De Wes Craven, l’amateur éclairé connait surtout ses créatures les plus notoires : Freddy, le serial-killer envahissant les rêves de ses victimes armé de ses lames gantées, ou Ghostface le mystérieux tueur masqué observant à distance les adolescents de Woodsboro. Mais ces figures, aussi représentatives soient-elles, ne constituent qu’un aspect du cinéma de Craven.
Né en 1939 à Cleveland (Ohio), Craven entreprend des études de psychologie et de lettres avant de travailler pour la télévision comme monteur de bandes d’actualités, une formation qui influence l’esthétique de son premier long métrage, La Dernière maison sur la gauche (1972), variation horrifique autour de La Source (1960) de Bergman. Le grain du 16mm et la représentation frontale de la violence confèrent au film un aspect documentaire troublant de vérité. Aux côtés de Tobe Hooper, John Carpenter ou Brian De Palma, le cinéma de Craven s’inscrit à l’intérieur de ce nouvel âge d’or du cinéma fantastique américain qui perdura tout au long des années soixante-dix. Si certains se détourneront du genre (De Palma) ou passeront difficilement le cap des décennies suivantes (Hooper, Carpenter), Craven affiche quant à lui une remarquable constance.
En 1984, Les Griffes de la nuit lance l’une des franchises les plus rentables du cinéma d’horreur, à laquelle Craven donnera le coup de grâce en 1994 avec Freddy sort de la nuit, film pirandellien au possible assurant la mainmise du cinéaste sur son projet originel. Si Freddy éclipsera quelque peu les productions ultérieures de Craven (Shocker et surtout My Soul to Take, son avant-dernier film n’apparaissent que comme des pâles copies des Griffes de la nuit), les années quatre-vingt constituent sans doute la meilleur période de la filmographie de Craven. Dans L’Amie mortelle (1986), une femme-robot, digne héritière de la Maria de Metropolis (Fritz Lang, 1927), vient semer le trouble dans une petite banlieue américaine ; L’Emprise des ténèbres (1988) prend la forme d’un discours sur la mort à travers les cultes vaudous haïtiens ; Le Sous-sol de la peur (1991) narre l’exploration cauchemardesque d’une maison pleine de mystères. Scream (1996) ouvre une nouvelle saga cinématographique (passée depuis juin 2015 sur le petit écran de la télévision) et relance la mode du slasher. En quatre films, Craven et son scénariste Kevin Williamson émettent une réflexion ludique et réflexive sur le cinéma, mise en abyme généralisée qui saura convaincre un public populaire et cinéphile. La Musique de mon cœur (1999), mélodrame sensible et émouvant, racontant les péripéties d’une mère célibataire enseignant le violon aux jeunes de quartiers défavorisés, prouve la capacité du cinéaste à s’adapter à n’importe quel genre tout en y inscrivant ses thématiques personnelles.

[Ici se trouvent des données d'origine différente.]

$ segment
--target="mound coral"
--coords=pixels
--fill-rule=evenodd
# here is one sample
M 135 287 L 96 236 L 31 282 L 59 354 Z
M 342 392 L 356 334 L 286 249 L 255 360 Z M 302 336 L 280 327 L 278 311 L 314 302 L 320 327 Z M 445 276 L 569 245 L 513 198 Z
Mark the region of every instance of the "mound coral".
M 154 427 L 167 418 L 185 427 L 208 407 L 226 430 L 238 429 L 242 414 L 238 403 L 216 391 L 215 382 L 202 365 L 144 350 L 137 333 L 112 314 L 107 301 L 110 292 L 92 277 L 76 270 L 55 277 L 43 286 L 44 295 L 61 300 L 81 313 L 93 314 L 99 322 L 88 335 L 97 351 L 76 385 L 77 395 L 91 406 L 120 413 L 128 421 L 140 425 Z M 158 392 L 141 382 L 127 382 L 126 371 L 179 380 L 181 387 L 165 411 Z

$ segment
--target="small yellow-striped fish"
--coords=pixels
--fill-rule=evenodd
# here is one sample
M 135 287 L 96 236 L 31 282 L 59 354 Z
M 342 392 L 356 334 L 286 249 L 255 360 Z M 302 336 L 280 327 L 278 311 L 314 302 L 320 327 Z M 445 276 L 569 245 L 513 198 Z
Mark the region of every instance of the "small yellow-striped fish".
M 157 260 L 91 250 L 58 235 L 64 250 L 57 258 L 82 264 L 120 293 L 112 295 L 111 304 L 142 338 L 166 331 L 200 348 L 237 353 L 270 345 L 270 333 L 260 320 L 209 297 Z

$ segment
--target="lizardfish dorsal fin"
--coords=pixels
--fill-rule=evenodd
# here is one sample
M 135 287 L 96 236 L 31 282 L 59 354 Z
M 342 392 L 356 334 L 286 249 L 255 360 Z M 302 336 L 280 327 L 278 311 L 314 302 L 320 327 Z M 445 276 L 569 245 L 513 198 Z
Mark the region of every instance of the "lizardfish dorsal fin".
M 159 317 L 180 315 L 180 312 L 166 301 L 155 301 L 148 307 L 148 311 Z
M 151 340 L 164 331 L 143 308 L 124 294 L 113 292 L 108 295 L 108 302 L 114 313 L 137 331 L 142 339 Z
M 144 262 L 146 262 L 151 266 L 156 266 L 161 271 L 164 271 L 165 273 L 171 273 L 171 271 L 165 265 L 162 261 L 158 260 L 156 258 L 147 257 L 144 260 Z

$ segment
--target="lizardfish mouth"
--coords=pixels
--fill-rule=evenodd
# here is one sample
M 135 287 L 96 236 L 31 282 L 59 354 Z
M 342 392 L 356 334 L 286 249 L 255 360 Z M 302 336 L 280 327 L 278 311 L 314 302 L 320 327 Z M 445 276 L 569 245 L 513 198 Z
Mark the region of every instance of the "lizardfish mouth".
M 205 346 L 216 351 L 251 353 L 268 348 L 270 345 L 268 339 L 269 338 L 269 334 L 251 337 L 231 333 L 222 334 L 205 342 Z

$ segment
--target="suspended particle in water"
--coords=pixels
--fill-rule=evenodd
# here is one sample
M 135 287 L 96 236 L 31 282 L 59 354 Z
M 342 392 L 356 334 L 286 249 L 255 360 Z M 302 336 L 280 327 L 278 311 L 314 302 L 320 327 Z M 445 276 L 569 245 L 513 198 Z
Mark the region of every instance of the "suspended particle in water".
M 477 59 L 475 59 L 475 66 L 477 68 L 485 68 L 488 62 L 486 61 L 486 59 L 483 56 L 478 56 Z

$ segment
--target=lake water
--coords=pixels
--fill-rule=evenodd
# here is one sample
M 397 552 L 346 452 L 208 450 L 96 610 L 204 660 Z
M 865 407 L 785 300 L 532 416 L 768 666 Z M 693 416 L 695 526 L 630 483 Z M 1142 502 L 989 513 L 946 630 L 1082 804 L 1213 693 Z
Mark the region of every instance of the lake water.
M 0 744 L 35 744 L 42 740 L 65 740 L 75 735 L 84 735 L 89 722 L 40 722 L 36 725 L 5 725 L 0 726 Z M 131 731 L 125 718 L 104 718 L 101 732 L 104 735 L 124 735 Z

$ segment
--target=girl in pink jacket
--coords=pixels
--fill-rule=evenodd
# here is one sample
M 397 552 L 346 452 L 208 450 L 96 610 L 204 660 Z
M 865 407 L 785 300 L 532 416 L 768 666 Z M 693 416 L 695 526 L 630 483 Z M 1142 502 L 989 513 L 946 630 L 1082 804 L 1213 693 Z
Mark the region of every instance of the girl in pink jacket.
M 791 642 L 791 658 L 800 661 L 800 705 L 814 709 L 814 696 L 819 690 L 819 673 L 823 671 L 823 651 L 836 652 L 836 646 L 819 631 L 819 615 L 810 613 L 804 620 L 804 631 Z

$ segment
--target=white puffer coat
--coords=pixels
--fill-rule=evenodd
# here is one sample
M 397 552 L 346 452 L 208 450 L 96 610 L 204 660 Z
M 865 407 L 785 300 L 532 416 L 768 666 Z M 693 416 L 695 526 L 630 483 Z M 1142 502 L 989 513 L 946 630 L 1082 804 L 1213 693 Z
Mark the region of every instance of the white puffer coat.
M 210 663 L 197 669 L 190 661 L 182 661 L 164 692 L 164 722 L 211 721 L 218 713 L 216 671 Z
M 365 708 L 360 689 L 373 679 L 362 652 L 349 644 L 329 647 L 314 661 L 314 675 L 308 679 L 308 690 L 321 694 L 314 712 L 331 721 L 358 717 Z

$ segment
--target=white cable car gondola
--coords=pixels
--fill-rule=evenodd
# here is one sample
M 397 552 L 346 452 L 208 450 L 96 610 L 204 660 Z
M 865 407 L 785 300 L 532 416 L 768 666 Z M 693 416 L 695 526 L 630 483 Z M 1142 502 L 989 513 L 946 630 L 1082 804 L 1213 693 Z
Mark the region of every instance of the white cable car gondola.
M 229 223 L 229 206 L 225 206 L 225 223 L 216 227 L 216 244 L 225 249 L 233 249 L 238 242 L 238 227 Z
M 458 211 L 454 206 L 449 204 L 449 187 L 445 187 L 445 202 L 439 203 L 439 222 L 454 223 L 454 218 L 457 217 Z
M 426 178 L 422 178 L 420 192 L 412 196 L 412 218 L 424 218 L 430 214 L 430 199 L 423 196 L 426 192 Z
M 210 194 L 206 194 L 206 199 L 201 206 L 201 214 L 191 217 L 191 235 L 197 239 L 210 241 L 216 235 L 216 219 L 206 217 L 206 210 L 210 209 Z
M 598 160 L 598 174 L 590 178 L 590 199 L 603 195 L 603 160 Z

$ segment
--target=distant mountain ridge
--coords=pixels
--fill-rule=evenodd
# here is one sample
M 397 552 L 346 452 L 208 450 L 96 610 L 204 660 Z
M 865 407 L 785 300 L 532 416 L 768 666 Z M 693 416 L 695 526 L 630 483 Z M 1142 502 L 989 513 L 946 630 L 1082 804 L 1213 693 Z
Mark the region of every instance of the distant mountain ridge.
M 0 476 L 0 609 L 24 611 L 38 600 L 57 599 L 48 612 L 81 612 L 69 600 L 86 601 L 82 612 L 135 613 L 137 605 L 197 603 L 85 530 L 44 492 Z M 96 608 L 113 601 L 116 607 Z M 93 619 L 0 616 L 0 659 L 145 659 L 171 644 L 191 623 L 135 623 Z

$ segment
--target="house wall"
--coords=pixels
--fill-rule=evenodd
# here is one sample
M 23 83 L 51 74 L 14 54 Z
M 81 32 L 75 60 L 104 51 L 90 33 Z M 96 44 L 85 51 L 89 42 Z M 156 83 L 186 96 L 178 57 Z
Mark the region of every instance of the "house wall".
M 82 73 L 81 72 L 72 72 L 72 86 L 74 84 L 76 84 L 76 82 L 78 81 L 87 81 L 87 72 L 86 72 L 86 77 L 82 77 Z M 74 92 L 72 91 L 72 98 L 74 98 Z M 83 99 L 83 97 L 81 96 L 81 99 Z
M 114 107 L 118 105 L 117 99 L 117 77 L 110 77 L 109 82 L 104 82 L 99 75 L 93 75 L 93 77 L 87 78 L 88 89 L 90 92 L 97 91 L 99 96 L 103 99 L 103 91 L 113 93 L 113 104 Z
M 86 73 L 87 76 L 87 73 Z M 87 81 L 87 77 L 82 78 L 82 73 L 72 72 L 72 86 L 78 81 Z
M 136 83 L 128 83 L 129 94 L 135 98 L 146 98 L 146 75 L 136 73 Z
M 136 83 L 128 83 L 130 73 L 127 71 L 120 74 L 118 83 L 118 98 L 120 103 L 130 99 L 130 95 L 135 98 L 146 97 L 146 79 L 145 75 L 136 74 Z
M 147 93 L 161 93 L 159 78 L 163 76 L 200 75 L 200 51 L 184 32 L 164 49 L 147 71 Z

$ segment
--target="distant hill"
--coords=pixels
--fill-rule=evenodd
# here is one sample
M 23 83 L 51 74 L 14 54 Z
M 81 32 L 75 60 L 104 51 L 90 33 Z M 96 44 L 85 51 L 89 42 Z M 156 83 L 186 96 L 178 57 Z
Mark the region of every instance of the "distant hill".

Si à l’instar de ses contemporains, Craven lorgne du côté du cinéma d’Alfred Hitchcock (Psychose [1960] apparaissant comme une matrice formelle pour toute une génération de cinéastes américains officiant dans le fantastique), sa première référence pourrait être Jean Cocteau. Même jeu d’ombres et de lumière, semblable intérêt pour l’idée du passage, des frontières, des surfaces réfléchissantes et poreuses. Comme les avant-gardistes français des années vingt, Craven clame son amour du cinéma à travers la déconstruction de ses mécanismes. En cela, la thématique du rêve est primordiale. Devenue centrale à partir des Griffes de la nuit, cette dernière assure la scission et la rencontre entre deux univers : la conscience sociale et l’imaginaire, l’éveil et le sommeil, l’écran et la salle.
Décédé le 30 août 2015, Wes Craven laisse derrière lui quelques uns des plus beaux cauchemars du cinéma américain. So long bad dreams.